Michael Katchen, the 29-year-old co-founder and CEO of millennial-focused investing company Wealthsimple, says that while many young people work hard and save to buy a home, it can be a really bad way to spend your money.
"I see a lot of peers, young people, that say, 'I have got to buy a house because I have got to get into the real estate market because it is a great investment.' And then they take all of their money and they put it in a house, and then they put all of their income and they put it towards their mortgage," Katchen tells CNBC Make It.
"And suddenly they have this house that they can barely afford."
Between the down payment and mortgage payments, Katchen says new homeowners end up having to limit the amount that they go out with friends or visit their families because they are cramped by making payments toward their house.
"For me, that is a terrible investment, because you are buying this thing but sacrificing your life to do it," he says.
Katchen, who is building his second business and lives in Toronto, says he could afford to buy a house, but he chooses to rent.
"I could afford a home, and I might buy a home. But I am buying it because, for me, it would be a home, not because I think it is a great investment — and to me that is the distinction," he says.
After a couple years working at the consulting company McKinsey, Katchen joined his two friends in 2011 to grow their Y Combinator-backed start-up 1000memories, which turned smart phones into photo scanners. Three years later, they sold the company to Ancestry.com. In September 2014, he and the 1000memories co-founders, Brett Huneycutt and Rudy Adler, started Wealthsimple, which aims to streamline investing for young people.
Wealthsimple now has 30,000 customers and over $1 billion in assets under management, according to the company.
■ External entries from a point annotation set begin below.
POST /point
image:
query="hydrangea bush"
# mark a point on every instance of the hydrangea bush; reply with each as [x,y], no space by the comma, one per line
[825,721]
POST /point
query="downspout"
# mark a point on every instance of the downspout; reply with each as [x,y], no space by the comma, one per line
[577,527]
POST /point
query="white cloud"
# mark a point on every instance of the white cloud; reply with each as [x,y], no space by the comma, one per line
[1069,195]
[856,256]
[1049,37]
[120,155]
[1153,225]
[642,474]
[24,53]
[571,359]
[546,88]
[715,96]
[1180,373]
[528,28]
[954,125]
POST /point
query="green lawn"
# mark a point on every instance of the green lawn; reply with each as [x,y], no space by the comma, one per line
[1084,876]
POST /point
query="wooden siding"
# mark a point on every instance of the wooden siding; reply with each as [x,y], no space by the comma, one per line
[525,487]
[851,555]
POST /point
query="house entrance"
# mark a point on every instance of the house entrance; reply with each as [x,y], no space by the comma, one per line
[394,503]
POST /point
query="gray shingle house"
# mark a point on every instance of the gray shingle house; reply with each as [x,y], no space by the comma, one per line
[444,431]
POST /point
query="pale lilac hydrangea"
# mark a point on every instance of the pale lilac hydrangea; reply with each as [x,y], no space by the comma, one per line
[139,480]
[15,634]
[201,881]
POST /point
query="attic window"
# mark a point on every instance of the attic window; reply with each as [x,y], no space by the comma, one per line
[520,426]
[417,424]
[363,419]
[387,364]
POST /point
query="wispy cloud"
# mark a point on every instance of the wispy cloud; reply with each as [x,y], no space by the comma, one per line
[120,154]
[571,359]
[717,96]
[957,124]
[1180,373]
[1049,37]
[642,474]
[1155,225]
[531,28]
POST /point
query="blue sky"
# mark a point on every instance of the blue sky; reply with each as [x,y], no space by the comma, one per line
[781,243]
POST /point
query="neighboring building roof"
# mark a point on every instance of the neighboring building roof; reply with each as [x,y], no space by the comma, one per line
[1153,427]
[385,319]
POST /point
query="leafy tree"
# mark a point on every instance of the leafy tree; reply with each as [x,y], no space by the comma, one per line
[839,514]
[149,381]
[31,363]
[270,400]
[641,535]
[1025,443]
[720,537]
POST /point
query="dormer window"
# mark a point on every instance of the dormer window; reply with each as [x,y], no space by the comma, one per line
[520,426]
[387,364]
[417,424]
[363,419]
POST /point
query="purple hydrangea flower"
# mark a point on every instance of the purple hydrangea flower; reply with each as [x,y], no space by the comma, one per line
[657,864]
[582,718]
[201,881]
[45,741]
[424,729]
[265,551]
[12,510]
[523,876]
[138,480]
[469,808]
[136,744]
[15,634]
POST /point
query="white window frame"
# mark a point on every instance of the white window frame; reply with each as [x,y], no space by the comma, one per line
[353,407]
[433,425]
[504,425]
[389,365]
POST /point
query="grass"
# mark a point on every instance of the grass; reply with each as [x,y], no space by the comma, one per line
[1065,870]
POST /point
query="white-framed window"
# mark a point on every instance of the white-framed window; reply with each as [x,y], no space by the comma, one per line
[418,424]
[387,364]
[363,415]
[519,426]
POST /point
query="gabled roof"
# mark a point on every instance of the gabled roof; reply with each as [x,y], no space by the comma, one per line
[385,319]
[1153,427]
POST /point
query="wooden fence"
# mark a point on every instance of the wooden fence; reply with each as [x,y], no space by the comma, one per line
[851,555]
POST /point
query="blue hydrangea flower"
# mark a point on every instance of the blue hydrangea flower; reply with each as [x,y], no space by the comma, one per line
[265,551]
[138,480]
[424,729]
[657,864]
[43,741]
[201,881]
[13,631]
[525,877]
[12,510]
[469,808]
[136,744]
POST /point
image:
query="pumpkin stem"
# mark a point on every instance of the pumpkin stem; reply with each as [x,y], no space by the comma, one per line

Katchen, who fell in love with investing when he was just 12 years old, wants WealthSimple to be Vanguard for millennials, with $1 trillion in assets under management in 15 years.
There are better investments than real estate, Katchen says: "I would pick a diversified portfolio over a house as an investment."
Katchen is not alone in suggesting that young people think twice about home ownership. "Why is the goal in America always to buy a house?" asks Ramit Sethi, personal finance guru and author of The New York Times best-selling book "I Will Teach You To Be Rich," in a blog post.
"Why are more and more people choosing to rent (including me)? Oh, I don't know … maybe it's the fact that in large cities, it makes no financial sense to buy. Or that as an asset class, real estate dramatically under-performs the stock market."
There are still, however, plenty of experts who push homeownership as a way to build wealth.
Self-made millionaire and author of "The Automatic Millionaire" David Bach says that not working to buy a home is "the single biggest mistake millennials are making." Buying a home is an "an escalator to wealth," he says.
"If millennials don't buy a home, their chances of actually having any wealth in this country are little to none," says Bach.
"I am a true believer that you save every penny and you buy your first house. And that is still the fastest path to wealth in this country," Conlon says.